Despite the recent turmoil that hit the banking sector, the Federal Reserve is expected to raise interest rates again in its fight against inflation. As a result, Americans considering purchasing things like a house or car will likely face obstacles.
The uncertainty in the banking sector is not only impacting Americans’ approach to how they spend their money, but also where they keep it. The recent bank bailouts have caused many depositors to move money from smaller banks to larger institutions, making it more difficult for regional banks to lend.
Transportation correspondent Mike Caudill spoke to NewsNation about the impact of high interest rates on the auto industry.

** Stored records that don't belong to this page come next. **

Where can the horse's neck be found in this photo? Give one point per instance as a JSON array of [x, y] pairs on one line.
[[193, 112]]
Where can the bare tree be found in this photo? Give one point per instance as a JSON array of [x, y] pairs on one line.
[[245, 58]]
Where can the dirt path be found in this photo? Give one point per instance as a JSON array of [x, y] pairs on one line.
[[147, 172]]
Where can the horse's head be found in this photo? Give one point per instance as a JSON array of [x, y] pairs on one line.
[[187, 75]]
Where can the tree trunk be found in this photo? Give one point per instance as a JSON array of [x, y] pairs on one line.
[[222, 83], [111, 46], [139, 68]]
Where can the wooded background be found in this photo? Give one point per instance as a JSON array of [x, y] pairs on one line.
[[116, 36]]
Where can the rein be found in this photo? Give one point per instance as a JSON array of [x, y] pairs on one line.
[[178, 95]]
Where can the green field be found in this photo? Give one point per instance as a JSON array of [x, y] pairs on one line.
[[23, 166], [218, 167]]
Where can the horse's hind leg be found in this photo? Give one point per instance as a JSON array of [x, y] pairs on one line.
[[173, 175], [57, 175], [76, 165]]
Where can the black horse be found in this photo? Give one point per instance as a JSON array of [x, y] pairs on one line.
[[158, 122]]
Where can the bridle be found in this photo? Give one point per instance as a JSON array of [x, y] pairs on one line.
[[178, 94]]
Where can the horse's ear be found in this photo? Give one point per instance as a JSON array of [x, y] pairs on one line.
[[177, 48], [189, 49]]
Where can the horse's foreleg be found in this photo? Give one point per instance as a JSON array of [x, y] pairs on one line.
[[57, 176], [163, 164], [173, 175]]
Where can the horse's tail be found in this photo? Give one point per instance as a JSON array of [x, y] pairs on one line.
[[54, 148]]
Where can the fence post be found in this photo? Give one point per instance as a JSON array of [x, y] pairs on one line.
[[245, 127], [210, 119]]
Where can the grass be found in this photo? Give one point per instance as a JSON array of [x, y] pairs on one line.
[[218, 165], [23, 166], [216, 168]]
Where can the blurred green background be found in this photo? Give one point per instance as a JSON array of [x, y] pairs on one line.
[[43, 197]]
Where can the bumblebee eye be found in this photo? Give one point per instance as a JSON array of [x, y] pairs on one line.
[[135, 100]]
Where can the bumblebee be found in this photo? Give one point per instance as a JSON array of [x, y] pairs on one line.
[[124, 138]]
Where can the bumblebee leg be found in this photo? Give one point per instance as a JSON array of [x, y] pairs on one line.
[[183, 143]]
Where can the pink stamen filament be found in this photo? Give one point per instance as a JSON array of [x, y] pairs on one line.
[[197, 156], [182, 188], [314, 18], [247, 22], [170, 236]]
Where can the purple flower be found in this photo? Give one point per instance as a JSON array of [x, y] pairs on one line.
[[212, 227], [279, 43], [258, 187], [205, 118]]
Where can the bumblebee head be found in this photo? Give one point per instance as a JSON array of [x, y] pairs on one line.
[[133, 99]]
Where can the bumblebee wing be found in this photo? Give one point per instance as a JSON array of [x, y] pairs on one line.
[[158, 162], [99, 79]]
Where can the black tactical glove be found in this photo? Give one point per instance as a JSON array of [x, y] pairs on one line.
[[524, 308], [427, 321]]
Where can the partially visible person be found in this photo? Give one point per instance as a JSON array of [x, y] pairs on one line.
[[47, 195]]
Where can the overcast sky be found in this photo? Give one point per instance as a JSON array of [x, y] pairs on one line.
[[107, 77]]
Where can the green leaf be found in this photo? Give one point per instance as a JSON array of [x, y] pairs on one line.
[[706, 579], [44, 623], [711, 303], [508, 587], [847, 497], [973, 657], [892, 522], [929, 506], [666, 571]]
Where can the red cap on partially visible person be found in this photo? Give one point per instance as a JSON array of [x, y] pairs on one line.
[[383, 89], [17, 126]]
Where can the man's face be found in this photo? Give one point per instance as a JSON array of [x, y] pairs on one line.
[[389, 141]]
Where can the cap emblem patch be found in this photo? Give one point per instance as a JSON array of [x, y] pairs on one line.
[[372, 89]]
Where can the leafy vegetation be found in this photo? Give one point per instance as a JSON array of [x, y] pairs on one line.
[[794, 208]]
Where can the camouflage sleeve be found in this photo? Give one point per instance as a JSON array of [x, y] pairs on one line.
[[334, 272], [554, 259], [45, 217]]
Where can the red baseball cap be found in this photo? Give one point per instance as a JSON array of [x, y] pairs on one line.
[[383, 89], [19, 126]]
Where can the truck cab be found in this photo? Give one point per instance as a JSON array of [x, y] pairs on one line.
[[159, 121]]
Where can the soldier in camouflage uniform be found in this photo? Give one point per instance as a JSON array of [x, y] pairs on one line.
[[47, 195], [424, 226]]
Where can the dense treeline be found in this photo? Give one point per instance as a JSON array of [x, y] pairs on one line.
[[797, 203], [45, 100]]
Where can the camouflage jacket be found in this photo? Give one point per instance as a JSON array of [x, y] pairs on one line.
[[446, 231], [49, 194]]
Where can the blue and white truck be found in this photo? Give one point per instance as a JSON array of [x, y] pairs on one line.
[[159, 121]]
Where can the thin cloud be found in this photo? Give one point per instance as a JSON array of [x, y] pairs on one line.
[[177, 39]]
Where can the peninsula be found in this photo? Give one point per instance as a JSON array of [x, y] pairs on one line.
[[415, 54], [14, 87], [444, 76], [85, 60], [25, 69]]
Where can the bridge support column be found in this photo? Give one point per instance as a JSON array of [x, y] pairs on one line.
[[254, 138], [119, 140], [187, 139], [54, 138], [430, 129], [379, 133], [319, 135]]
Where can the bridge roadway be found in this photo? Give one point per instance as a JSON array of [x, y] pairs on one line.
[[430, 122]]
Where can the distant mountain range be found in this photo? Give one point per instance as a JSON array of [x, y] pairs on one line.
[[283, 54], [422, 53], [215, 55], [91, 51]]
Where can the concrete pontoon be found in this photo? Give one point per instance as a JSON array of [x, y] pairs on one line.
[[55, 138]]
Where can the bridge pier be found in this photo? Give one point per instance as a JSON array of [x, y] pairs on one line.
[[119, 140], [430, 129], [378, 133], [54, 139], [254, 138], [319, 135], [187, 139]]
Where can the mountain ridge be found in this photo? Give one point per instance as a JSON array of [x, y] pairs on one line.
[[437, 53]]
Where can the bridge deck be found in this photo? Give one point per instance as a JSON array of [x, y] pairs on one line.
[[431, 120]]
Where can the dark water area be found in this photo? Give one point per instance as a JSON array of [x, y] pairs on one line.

“The first question was, ‘How’s that going to impact the auto industry?’ There were only a handful of companies that were tied into it, none of them major. The biggest name that you would know is True Car; they received a significant amount of funding from Silicon Valley Bank,” Caudill said.
Caudill says as it becomes harder to nail down a car loan, car manufacturers will likely bring back fair prices.
“Good part of this is that you’re gonna start to see vehicles come back to dealership lots, but what does it mean as far as actually buying the vehicle? It means consumers are going to have to negotiate harder than they ever have. And the good news is, they can,” Caudill said.
The average price for a new car is now $50,000, and used car prices have gone up more than 40% in the last year, according to Kelley Blue Book and the Bureau of Labor Statistics.
In 2022, around 80% of new car purchases and about 40% of used car deals involved financing, according to credit reporting firm Experian.
Caudill says big names in the industry aren’t going anywhere.
“Consumers in a period like this where inflation numbers are high, they’re going to go with brands that they know are not going to go anywhere. They’re gonna go to a Ford, they’re gonna go to a General Motors, they’re gonna go to a Toyota, they’re gonna go to a Lexus, they’re gonna go to brands that they trust.”